Dalam kondisi seperti itu, banyak orang akhirnya mengambil langkah paling instingtif: buka media sosial, scroll tanpa tujuan, lalu tiba-tiba sadar sudah dua jam berlalu tanpa ada yang benar-benar dilakukan.
Ilmu saraf punya penjelasan menarik tentang ini. Otak manusia, terutama di era digital, semakin kecanduan dopamine hits dari aktivitas yang tampaknya produktif atau setidaknya memberikan distraksi.

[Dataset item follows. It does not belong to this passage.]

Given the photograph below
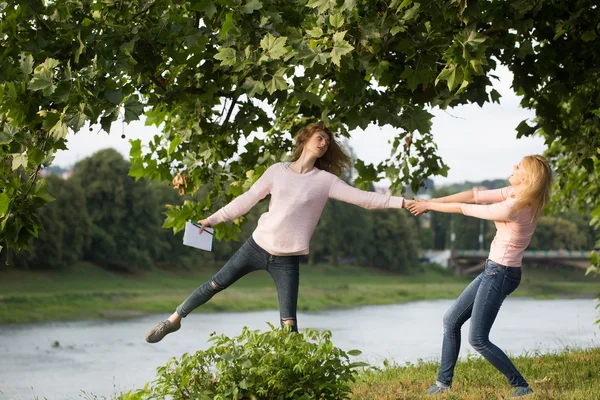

Itulah mengapa kita lebih mudah tergoda untuk mengecek notifikasi daripada sekadar duduk diam menikmati secangkir teh.
Padahal, jika kita mundur sedikit dan melihat ke belakang, konsep "tidak melakukan apa-apa" dulunya adalah hal yang lumrah.
Orang-orang zaman dulu menghabiskan sore di beranda rumah, ngobrol santai dengan tetangga tanpa rasa terburu-buru. Anak-anak bermain tanpa jadwal kursus ini-itu. Tidak ada yang merasa harus hustle atau grind.
Tetapi di dunia modern, waktu senggang terasa seperti barang mewah yang harus segera "dimanfaatkan."
Sehingga ketika Calvin berkata bahwa tidak ada cukup waktu untuk melakukan semua "tidak apa-apapun" yang kita inginkan, dia bukan hanya bercanda, dia mengungkap paradoks hidup kita.
Mungkin solusinya bukan sekadar mencari lebih banyak waktu luang, tetapi belajar untuk tidak merasa bersalah saat memilikinya. Membiarkan diri sendiri menikmati momen tanpa merasa perlu posting atau monetize setiap hal.
Mungkin kita perlu mengembalikan seni bersantai ke tempat yang seharusnya: bukan sebagai sesuatu yang harus dijadwalkan, tetapi sebagai hakikat alami manusia.
Jadi, kapan terakhir kali kamu benar-benar tidak melakukan apa-apa, dan menikmatinya?